Plan aims to tackle 'weekend and holiday hunger'

Jane Dalton
Friday 16 February 2018 15:42 GMT
Those who qualify will be offered free lunches seven days a week, all year round
Those who qualify will be offered free lunches seven days a week, all year round (PA)

Children from low-income families will be given free school meals during the holidays as well as in term-time, under a Scottish council plan.

The year-round free meals idea is aimed at tackling "weekend and holiday hunger", covering the 175 days a year when pupils are not having lessons.

If the plan is passed, North Lanarkshire Council will be the first local authority in Scotland to introduce free meals throughout its area. It will extend the 190 days of meals that it offers at the moment, creating the "most comprehensive" system in Britain.

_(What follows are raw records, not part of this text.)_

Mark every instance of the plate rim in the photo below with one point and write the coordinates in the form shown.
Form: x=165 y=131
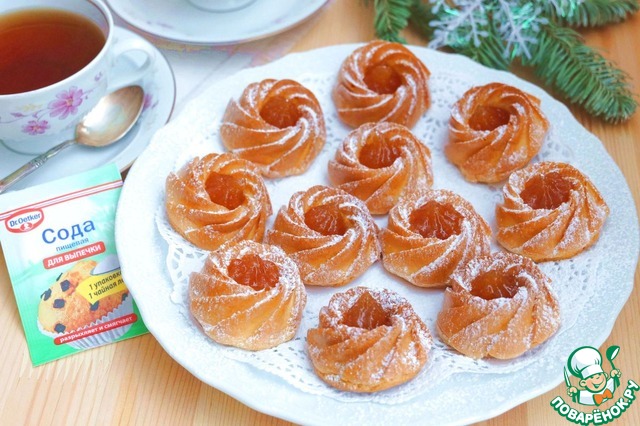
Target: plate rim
x=265 y=406
x=206 y=41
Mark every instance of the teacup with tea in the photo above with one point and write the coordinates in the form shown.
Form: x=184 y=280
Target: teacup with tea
x=57 y=59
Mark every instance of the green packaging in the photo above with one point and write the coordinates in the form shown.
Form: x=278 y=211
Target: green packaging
x=59 y=245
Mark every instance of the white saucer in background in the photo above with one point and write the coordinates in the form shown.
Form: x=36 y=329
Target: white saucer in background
x=160 y=93
x=179 y=20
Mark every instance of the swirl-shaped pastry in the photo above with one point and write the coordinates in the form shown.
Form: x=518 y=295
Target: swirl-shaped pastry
x=379 y=163
x=500 y=306
x=368 y=340
x=248 y=295
x=550 y=211
x=216 y=199
x=494 y=130
x=329 y=233
x=382 y=81
x=431 y=235
x=276 y=124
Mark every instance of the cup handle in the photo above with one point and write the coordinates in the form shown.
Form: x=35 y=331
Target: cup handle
x=122 y=48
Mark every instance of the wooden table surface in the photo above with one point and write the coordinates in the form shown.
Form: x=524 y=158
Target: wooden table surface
x=135 y=381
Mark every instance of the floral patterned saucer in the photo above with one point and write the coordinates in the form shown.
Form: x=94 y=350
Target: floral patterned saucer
x=160 y=93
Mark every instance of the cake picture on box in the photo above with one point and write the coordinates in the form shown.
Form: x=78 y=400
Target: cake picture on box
x=59 y=243
x=70 y=314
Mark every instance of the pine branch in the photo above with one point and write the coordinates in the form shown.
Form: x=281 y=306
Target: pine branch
x=581 y=74
x=591 y=13
x=489 y=53
x=391 y=17
x=421 y=16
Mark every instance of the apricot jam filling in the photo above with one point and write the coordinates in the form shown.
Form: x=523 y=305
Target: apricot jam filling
x=435 y=220
x=488 y=118
x=377 y=154
x=494 y=284
x=280 y=112
x=366 y=313
x=382 y=79
x=326 y=219
x=253 y=271
x=546 y=191
x=224 y=190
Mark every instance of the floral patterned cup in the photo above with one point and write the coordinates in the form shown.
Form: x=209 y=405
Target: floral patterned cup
x=31 y=122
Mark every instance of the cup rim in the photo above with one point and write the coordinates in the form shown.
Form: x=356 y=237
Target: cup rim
x=110 y=25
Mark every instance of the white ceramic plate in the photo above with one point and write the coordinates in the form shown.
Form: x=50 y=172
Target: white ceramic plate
x=179 y=20
x=591 y=288
x=160 y=93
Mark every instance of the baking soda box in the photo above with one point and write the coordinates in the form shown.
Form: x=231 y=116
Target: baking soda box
x=58 y=242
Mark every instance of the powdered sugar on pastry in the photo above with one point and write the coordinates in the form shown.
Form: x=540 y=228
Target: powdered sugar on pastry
x=261 y=311
x=382 y=81
x=494 y=130
x=431 y=235
x=329 y=233
x=380 y=163
x=368 y=340
x=276 y=124
x=500 y=306
x=550 y=211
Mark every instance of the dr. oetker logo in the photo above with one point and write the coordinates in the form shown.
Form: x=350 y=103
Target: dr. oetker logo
x=24 y=221
x=595 y=388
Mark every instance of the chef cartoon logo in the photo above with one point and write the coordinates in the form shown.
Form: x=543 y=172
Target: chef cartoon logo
x=592 y=382
x=596 y=386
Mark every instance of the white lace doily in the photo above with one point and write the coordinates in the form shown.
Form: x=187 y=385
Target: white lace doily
x=156 y=262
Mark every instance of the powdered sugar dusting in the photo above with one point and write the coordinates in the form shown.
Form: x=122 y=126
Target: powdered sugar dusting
x=586 y=285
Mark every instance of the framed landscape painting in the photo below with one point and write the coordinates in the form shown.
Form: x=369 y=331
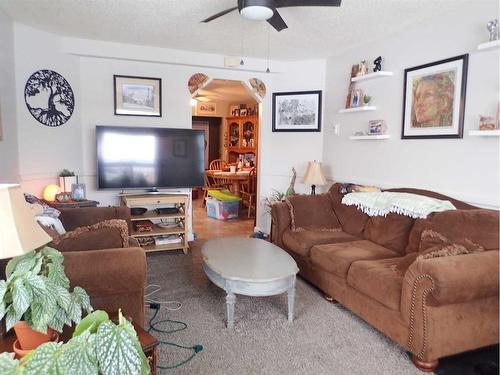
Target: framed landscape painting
x=137 y=96
x=298 y=111
x=434 y=99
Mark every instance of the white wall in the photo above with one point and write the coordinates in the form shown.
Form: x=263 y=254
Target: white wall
x=467 y=168
x=9 y=161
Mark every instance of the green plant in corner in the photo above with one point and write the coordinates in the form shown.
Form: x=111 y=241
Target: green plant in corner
x=37 y=290
x=98 y=346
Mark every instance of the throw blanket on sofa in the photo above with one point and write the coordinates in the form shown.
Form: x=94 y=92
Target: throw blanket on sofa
x=412 y=205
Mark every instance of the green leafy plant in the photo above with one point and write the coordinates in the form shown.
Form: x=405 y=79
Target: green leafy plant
x=37 y=291
x=98 y=346
x=66 y=173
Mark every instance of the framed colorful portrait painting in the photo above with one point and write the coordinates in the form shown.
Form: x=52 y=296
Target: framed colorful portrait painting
x=434 y=99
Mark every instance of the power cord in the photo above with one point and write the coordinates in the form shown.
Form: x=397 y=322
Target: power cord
x=153 y=327
x=148 y=300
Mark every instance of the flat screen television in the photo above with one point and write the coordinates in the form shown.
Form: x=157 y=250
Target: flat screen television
x=149 y=158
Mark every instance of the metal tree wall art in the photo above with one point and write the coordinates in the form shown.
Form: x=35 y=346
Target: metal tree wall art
x=49 y=97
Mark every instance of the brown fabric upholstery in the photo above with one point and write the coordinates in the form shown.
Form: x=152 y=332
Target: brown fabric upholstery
x=391 y=231
x=312 y=212
x=106 y=234
x=73 y=218
x=477 y=225
x=377 y=280
x=281 y=221
x=337 y=258
x=113 y=278
x=351 y=219
x=302 y=241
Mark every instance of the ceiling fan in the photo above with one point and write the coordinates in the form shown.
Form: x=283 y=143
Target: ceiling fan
x=261 y=10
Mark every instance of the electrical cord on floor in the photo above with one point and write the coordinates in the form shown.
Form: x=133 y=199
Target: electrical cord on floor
x=153 y=327
x=148 y=300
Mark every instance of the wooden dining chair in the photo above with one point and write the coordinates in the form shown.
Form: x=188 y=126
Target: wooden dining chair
x=248 y=192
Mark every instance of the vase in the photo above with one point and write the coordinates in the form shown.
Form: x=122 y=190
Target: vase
x=30 y=339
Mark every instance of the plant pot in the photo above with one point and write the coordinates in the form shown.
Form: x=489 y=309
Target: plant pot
x=30 y=339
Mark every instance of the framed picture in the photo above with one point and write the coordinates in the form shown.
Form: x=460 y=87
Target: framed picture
x=298 y=111
x=206 y=108
x=434 y=99
x=376 y=127
x=137 y=96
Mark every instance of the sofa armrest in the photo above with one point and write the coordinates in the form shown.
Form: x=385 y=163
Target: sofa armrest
x=73 y=218
x=280 y=222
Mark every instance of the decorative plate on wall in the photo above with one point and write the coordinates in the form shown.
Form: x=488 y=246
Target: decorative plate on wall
x=49 y=97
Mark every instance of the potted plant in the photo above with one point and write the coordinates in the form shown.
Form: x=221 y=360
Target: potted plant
x=98 y=346
x=66 y=179
x=35 y=298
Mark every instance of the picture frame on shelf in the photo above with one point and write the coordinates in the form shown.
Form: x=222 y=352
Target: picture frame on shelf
x=376 y=127
x=137 y=96
x=434 y=99
x=206 y=108
x=298 y=111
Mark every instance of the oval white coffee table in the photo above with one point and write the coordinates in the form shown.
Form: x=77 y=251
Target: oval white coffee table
x=250 y=267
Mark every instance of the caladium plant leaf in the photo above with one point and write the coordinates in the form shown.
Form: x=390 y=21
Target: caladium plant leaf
x=8 y=364
x=117 y=351
x=46 y=359
x=21 y=296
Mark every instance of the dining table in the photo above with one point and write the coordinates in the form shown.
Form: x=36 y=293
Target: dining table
x=235 y=178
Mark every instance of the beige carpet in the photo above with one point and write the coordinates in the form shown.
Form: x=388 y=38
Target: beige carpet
x=323 y=339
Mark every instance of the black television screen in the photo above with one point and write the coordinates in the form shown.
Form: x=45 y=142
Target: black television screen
x=135 y=158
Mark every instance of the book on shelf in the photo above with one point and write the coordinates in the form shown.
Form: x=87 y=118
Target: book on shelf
x=167 y=240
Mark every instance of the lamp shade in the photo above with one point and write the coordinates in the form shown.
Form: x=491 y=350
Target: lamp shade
x=314 y=174
x=19 y=231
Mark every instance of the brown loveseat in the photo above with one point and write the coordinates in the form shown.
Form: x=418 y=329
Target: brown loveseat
x=113 y=277
x=433 y=307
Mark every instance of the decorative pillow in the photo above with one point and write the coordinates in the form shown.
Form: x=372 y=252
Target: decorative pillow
x=312 y=212
x=47 y=210
x=106 y=234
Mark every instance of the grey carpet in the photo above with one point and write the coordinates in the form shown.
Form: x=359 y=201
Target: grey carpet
x=323 y=339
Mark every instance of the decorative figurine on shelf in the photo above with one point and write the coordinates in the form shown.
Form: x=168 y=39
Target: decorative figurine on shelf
x=363 y=68
x=492 y=27
x=378 y=64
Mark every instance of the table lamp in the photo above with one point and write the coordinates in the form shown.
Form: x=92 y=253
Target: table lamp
x=314 y=176
x=19 y=231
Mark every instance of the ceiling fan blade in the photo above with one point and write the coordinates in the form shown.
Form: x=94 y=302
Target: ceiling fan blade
x=307 y=3
x=277 y=22
x=220 y=14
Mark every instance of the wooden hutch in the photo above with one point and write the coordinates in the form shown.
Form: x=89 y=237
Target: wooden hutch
x=241 y=137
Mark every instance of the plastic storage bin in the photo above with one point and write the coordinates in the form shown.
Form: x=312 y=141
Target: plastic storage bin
x=222 y=210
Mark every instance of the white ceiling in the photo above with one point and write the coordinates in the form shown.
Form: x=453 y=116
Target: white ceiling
x=314 y=32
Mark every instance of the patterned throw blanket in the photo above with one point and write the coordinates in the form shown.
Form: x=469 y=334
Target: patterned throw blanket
x=382 y=203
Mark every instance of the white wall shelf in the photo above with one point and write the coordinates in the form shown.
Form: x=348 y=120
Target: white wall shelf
x=371 y=76
x=484 y=133
x=488 y=45
x=369 y=137
x=358 y=109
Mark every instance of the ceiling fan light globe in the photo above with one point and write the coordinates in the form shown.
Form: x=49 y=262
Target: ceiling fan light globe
x=257 y=12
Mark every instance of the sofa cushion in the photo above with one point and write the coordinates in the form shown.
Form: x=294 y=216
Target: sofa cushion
x=301 y=242
x=337 y=258
x=480 y=226
x=378 y=279
x=312 y=212
x=351 y=219
x=391 y=231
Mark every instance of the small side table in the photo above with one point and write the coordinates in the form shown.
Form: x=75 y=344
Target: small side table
x=73 y=204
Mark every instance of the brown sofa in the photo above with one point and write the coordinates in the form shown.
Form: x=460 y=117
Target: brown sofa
x=433 y=307
x=113 y=277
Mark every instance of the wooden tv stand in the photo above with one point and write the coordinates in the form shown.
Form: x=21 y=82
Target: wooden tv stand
x=178 y=220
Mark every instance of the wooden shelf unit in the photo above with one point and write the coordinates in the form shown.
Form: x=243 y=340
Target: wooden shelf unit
x=240 y=130
x=158 y=200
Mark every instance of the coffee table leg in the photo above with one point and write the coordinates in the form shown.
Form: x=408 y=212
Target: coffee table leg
x=291 y=300
x=230 y=301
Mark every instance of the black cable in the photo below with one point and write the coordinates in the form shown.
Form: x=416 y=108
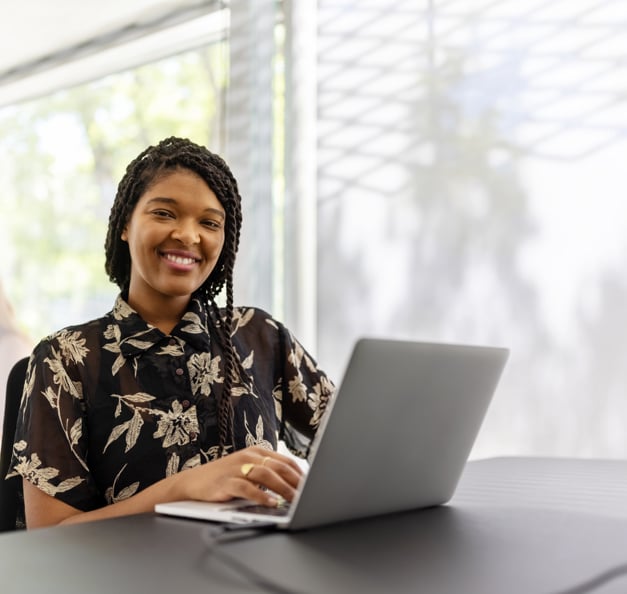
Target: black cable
x=213 y=537
x=598 y=580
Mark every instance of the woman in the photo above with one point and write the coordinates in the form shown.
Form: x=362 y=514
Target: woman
x=168 y=396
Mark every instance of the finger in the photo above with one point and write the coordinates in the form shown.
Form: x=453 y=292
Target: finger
x=246 y=489
x=282 y=482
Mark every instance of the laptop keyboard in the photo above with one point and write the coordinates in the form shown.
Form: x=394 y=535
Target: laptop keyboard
x=281 y=510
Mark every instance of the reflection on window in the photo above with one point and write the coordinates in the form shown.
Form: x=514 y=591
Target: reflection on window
x=63 y=156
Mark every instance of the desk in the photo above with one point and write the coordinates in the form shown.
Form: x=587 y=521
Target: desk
x=514 y=526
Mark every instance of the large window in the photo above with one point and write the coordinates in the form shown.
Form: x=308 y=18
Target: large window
x=63 y=155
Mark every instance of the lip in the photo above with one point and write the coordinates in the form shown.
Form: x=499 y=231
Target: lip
x=179 y=259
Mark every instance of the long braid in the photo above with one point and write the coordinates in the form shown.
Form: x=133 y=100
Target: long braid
x=145 y=170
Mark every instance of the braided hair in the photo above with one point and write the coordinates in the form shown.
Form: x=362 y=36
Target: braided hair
x=148 y=168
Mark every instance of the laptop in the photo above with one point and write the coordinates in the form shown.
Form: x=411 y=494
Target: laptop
x=396 y=436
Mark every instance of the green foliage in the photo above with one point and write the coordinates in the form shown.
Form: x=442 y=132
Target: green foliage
x=62 y=158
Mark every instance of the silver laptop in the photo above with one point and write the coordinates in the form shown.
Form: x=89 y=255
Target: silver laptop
x=396 y=436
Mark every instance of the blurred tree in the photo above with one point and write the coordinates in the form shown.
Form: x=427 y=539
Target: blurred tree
x=64 y=155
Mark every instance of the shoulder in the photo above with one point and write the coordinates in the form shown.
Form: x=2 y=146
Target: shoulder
x=253 y=319
x=72 y=343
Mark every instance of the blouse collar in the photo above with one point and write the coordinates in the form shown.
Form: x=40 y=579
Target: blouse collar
x=136 y=335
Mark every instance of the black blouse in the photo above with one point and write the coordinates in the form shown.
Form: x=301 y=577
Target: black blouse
x=115 y=405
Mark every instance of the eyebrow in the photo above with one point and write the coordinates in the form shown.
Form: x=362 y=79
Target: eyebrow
x=166 y=200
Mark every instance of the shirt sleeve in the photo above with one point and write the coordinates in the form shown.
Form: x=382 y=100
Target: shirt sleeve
x=50 y=447
x=303 y=392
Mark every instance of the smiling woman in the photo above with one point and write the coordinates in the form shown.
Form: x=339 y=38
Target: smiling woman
x=168 y=396
x=175 y=237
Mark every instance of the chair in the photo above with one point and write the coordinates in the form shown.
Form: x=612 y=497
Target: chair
x=11 y=496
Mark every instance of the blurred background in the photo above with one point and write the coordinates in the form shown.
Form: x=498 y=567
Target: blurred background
x=441 y=170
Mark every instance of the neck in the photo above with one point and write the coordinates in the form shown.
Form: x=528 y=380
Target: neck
x=164 y=315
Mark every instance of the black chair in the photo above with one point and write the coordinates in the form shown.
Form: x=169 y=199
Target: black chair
x=11 y=496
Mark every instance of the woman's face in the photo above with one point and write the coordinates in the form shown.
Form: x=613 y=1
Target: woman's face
x=175 y=236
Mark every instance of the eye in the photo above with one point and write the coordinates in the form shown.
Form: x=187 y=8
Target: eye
x=211 y=224
x=162 y=213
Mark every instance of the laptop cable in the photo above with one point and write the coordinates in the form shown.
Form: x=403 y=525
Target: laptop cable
x=215 y=536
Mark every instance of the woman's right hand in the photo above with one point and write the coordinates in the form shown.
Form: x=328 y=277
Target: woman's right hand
x=253 y=473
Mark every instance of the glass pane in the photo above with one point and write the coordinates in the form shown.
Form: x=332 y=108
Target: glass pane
x=63 y=156
x=471 y=189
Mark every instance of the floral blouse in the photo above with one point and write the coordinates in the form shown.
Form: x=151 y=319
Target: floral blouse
x=114 y=405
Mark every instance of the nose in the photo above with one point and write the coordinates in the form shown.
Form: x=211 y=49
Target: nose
x=186 y=232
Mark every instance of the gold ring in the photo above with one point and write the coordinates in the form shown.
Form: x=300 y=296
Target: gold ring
x=246 y=468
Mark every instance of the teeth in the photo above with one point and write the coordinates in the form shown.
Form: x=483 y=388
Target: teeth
x=179 y=259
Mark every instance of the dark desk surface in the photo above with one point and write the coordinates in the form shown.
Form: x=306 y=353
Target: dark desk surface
x=515 y=526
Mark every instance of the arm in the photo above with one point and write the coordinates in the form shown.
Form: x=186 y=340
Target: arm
x=216 y=481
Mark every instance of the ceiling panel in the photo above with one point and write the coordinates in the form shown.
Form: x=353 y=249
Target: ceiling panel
x=34 y=29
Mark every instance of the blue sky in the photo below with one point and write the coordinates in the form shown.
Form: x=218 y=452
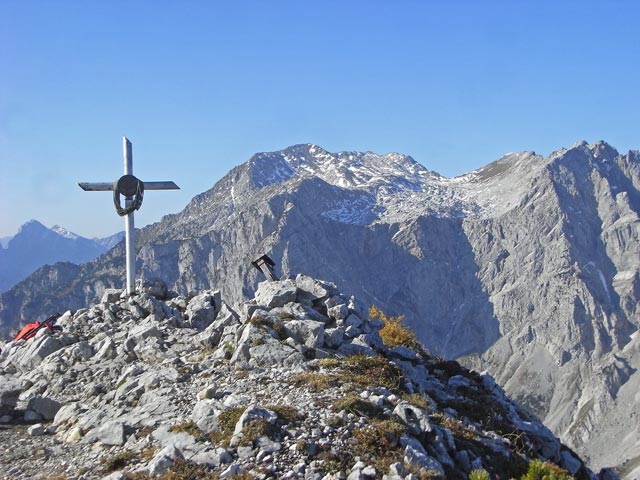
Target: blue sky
x=199 y=86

The council said research suggests nearly a third of parents earning under £25,000 skip meals in the holidays so their children can eat and almost two-thirds struggle to afford food at weekends and during school holidays.

The Food 365 scheme, which will be piloted in Coatbridge during the spring holiday, will be available to 16,000 pupils, costing an expected £500,000 a year.

The scheme is subject to approval by the council in a meeting on 20 February.

Frank McNally, a Labour councillor and council education convener, said: "These proposals to tackle weekend and holiday hunger are the most ambitious in the country. Groups like the Trussell Trust are struggling to cope with demand from parents and research has suggested that pressure on food banks doubles during the holidays.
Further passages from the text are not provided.